Incomplete spinal cord syndromes. A. Anterior cord. B. Central. C. Brown-Sequard.
Neurogenic shock should be considered in the patient with hypotension, bradycardia, and traumatic spinal cord injury once other causes of shock have been excluded. There is no consensus on the optimal treatment of neurogenic shock. Crystalloid fluid infusion and cervical stabilization may be all that is necessary in mild cases.
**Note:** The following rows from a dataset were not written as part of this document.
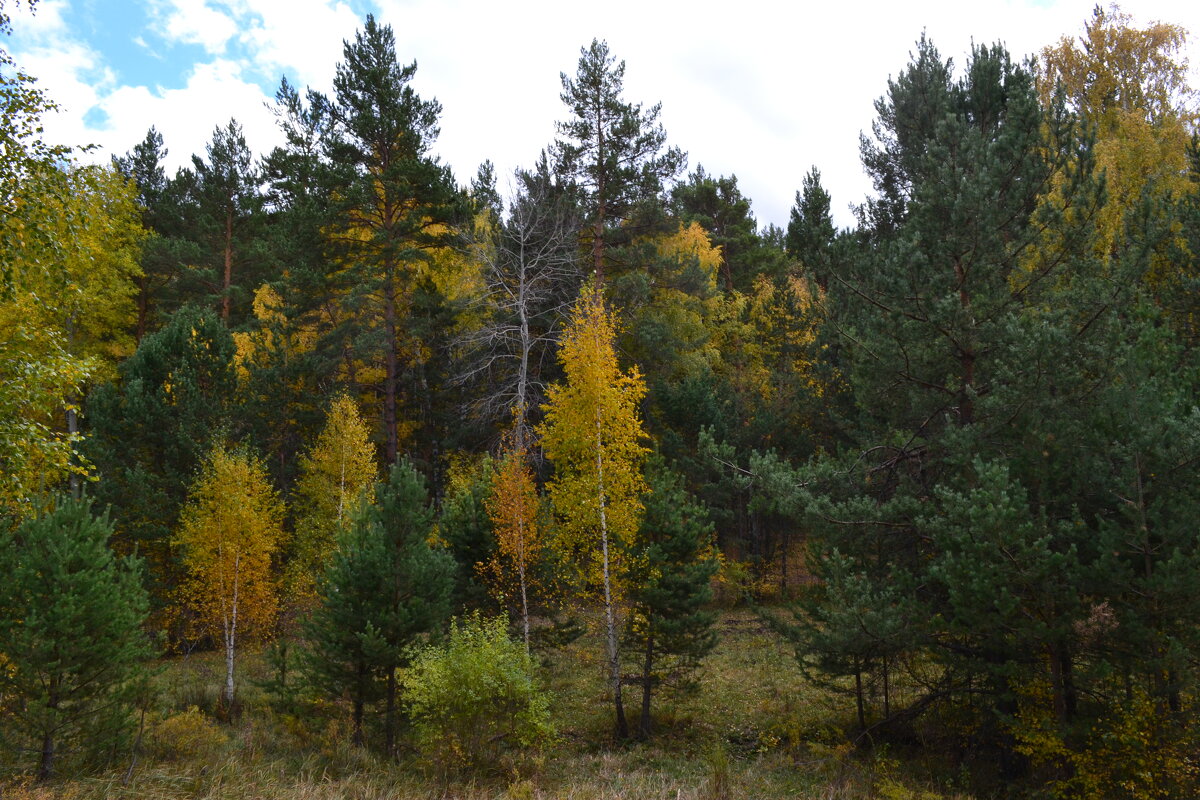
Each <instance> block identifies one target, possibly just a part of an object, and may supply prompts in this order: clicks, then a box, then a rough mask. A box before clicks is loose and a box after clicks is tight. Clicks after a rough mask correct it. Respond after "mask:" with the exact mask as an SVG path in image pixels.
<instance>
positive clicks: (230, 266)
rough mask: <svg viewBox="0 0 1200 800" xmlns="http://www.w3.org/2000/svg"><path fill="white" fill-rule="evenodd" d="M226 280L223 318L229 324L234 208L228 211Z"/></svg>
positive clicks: (223, 305)
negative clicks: (233, 217) (233, 209)
mask: <svg viewBox="0 0 1200 800" xmlns="http://www.w3.org/2000/svg"><path fill="white" fill-rule="evenodd" d="M224 243H226V246H224V267H226V269H224V282H223V283H222V287H221V288H222V297H221V319H223V320H224V324H226V327H228V326H229V300H230V297H229V288H230V287H232V285H233V209H229V210H228V211H227V212H226V242H224Z"/></svg>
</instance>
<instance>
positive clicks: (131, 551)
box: [85, 308, 236, 607]
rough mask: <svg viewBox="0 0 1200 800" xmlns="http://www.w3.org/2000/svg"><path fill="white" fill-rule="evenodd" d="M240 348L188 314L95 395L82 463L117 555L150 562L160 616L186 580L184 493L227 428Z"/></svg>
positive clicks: (133, 354)
mask: <svg viewBox="0 0 1200 800" xmlns="http://www.w3.org/2000/svg"><path fill="white" fill-rule="evenodd" d="M233 362H234V342H233V338H232V337H230V335H229V331H228V329H226V327H224V325H222V324H221V320H220V319H218V318H217V317H216V315H215V314H214V313H212V312H199V311H197V309H194V308H188V309H184V311H180V312H178V313H176V314H175V315H173V317H172V319H170V323H169V324H168V325H167V326H166V327H163V329H162V330H160V331H156V332H155V333H151V335H150V336H146V337H145V338H144V339H143V341H142V344H140V345H139V347H138V350H137V353H134V354H133V356H131V357H130V359H127V360H126V361H125V362H122V363H121V366H120V378H121V380H120V383H118V384H104V385H102V386H98V387H97V389H96V390H94V391H92V393H91V396H90V397H89V398H88V403H86V405H85V413H86V414H85V419H88V420H89V421H90V423H91V435H90V437H89V439H88V443H86V449H85V453H86V456H88V457H89V458H90V461H91V462H92V463H94V464H95V465H96V470H97V473H98V477H100V481H98V483H97V486H96V499H97V501H98V503H103V504H106V505H110V506H112V507H113V511H114V515H115V517H116V540H118V547H120V548H121V549H124V551H126V552H132V551H133V549H134V548H136V549H137V552H138V554H139V555H142V557H143V558H145V559H146V563H148V570H149V573H150V579H151V596H152V597H154V600H155V603H156V606H158V607H161V604H162V603H164V602H166V600H167V596H168V595H169V594H170V589H172V588H173V585H174V582H175V581H176V579H178V578H179V577H180V576H179V571H178V561H176V555H175V554H173V553H172V552H170V548H169V546H168V545H169V541H170V536H172V533H173V531H174V529H175V527H176V524H178V522H179V512H180V509H182V505H184V501H185V500H186V497H187V488H188V486H190V485H191V482H192V480H193V479H194V476H196V474H197V471H198V470H199V468H200V463H202V461H203V458H204V456H205V455H208V449H209V443H210V440H211V437H212V432H214V431H217V429H221V428H222V426H224V425H227V423H228V421H229V416H230V407H232V401H233V398H234V396H235V391H236V378H235V374H234V363H233Z"/></svg>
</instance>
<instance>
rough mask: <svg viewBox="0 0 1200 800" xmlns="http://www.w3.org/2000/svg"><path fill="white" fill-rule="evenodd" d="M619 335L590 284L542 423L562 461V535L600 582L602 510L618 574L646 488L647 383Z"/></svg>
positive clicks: (575, 306) (596, 290) (610, 561)
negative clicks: (645, 462)
mask: <svg viewBox="0 0 1200 800" xmlns="http://www.w3.org/2000/svg"><path fill="white" fill-rule="evenodd" d="M614 341H616V329H614V325H613V318H612V314H610V313H608V311H607V309H606V308H605V303H604V299H602V296H601V294H600V291H599V290H598V289H596V288H595V287H587V288H584V289H583V293H582V294H581V295H580V300H578V301H577V302H576V305H575V308H574V311H572V313H571V319H570V323H569V324H568V326H566V330H565V332H564V335H563V343H562V347H560V349H559V354H558V357H559V361H560V362H562V365H563V369H564V372H565V374H566V383H565V384H557V385H554V386H551V389H550V391H548V392H547V401H548V402H547V403H546V405H545V411H546V417H545V420H544V421H542V423H541V426H539V428H538V432H539V434H540V435H541V438H542V449H544V450H545V452H546V457H547V458H550V459H551V462H553V464H554V479H553V481H552V482H551V483H550V487H548V488H550V498H551V501H552V504H553V507H554V512H556V516H557V518H558V522H559V531H560V535H562V536H563V537H564V539H565V545H566V546H568V547H569V548H570V549H571V551H575V552H576V553H577V554H578V557H580V559H581V563H582V566H583V569H584V577H586V578H588V579H589V581H592V582H599V581H600V579H602V576H600V575H599V570H601V569H602V564H601V563H600V560H599V559H600V555H601V553H600V552H599V551H600V548H601V511H602V513H604V522H605V524H606V528H607V536H608V542H610V548H608V549H610V564H611V569H612V572H613V577H614V578H616V577H617V576H619V575H620V572H622V571H623V570H622V565H620V558H622V555H620V553H622V552H623V551H625V549H626V548H624V547H620V546H619V545H620V543H629V542H630V541H632V539H634V536H635V535H636V533H637V528H638V524H640V522H641V517H642V501H641V495H642V494H643V493H644V492H646V482H644V480H643V479H642V465H643V463H644V461H646V453H647V449H646V447H644V446H643V445H642V440H643V439H644V438H646V434H644V433H643V431H642V421H641V417H640V414H638V404H640V403H641V401H642V398H643V397H644V396H646V383H644V381H643V380H642V377H641V374H640V373H638V372H637V368H636V367H634V368H630V371H629V372H623V371H622V369H620V367H619V366H618V363H617V350H616V347H614ZM613 585H614V588H616V587H617V585H619V582H618V581H613Z"/></svg>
Pressors are indicated if vascular instability persists.
In patients with blunt traumatic spinal cord injury, high-dose steroids were considered as a treatment option early postinjury.19,20 Even within the recommended 8-hour window, steroids carry a significant incidence of complications such as sepsis and pneumonia. In addition, the evidence for the efficacy of steroids to produce a small gain in the total motor and sensory score was seen only in a post-hoc analysis. This fact increases the likelihood that a statistical difference will be found when one does not exist and generally precludes the results from being used to change clinical practice.21 Therefore, without compelling evidence for the efficacy of a high-dose steroid regimen, many feel that steroids should be used with caution or not at all.22,23 Several medical societies have stated that this treatment is not a “standard of care” and recent literature recommends not using steroids in spinal cord injury as the risk of harm outweighs the potential benefit.24,25
The cervical spine is divided into two segments for the purposes of this chapter. High cervical spine injuries are those that involve the occiput, C1, and C2. The remainder of the chapter focuses on injuries to the third through seventh cervical vertebrae. This discussion categorizes injuries based on the mechanism of injury. Clinical stability of each injury is discussed. Loss of stability refers to the inability of the spine to maintain relationships under normal physiologic loads. With instability comes the inherent risk of secondary spinal cord injury if spinal immobilization is not adhered to.